Over at Copyblogger, a very useful Quick-Start Guide to Measuring Your Content Marketing Efforts:
If an action happens online, it can likely be measured. You need a plan to effectively measure the tasks that impact your business goals.
Here’s Why You Should Be Building Trust, Not Traffic when it comes to your marketing strategy:
When people “like” something, they are only lightly and temporarily bonding with it. But when they share something, it is a bold and intimate act. They are raising their hand in a virtual way and saying, “I believe in this. I stand for this. Pay attention.”
Great tips here for digital marketers & writers: A complete guide on how to use Medium to raise your marketing efforts:
How well does content do on Medium? Or, does it do well enough to publish your stuff there? The answer will likely depend on what you’re able to get on your personal blog. Mike Essex tested the results for his writing on Medium and found that publishing there was well worth his time.
Spending $50 on Facebook ads and not getting any sales doesn’t mean the channel doesn’t work and you should give up on it. It may just take more money to find the right audience that will respond best or changing the ad design and copy to something that speaks to your audience better. It really does take some time and patience to figure each channel out.

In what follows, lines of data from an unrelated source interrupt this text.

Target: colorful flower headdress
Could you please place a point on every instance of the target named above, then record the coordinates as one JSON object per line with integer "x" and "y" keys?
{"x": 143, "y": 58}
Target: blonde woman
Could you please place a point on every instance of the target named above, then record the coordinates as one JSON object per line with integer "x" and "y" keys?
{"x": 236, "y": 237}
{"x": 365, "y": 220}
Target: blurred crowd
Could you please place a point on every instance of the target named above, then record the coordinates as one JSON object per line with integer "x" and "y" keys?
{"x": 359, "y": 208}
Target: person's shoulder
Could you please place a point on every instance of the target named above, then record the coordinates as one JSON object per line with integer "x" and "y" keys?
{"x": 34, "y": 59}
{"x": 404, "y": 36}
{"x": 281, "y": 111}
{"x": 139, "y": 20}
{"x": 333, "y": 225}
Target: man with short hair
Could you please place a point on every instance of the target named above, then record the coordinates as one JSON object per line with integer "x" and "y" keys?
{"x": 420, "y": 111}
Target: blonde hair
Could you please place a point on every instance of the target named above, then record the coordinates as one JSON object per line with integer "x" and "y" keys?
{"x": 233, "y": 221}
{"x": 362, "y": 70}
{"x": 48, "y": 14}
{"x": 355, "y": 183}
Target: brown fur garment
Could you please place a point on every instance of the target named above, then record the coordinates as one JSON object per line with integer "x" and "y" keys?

On Marketplace, Malcolm Gladwell, Forrester Research’s James McQuivey, and our own Pete McCarthy respond to rumors surrounding the latest in the HarperCollins and Amazon deal:
A snapshot of some aspects of the industry context in which these talks are occurring, beyond the obvious focus of terms of sale and co-op advertising. “In the past, publishers were business-to-business companies at the end of the day. They didn’t know who the end reader really was,” McCarthy says. Both McCarthy and McQuivey point to Harpercollins as one of the major houses trying to change this B2B focus. McQuivey also speaks to the brand and financial hits Amazon took during its protracted negotiations with Hachette.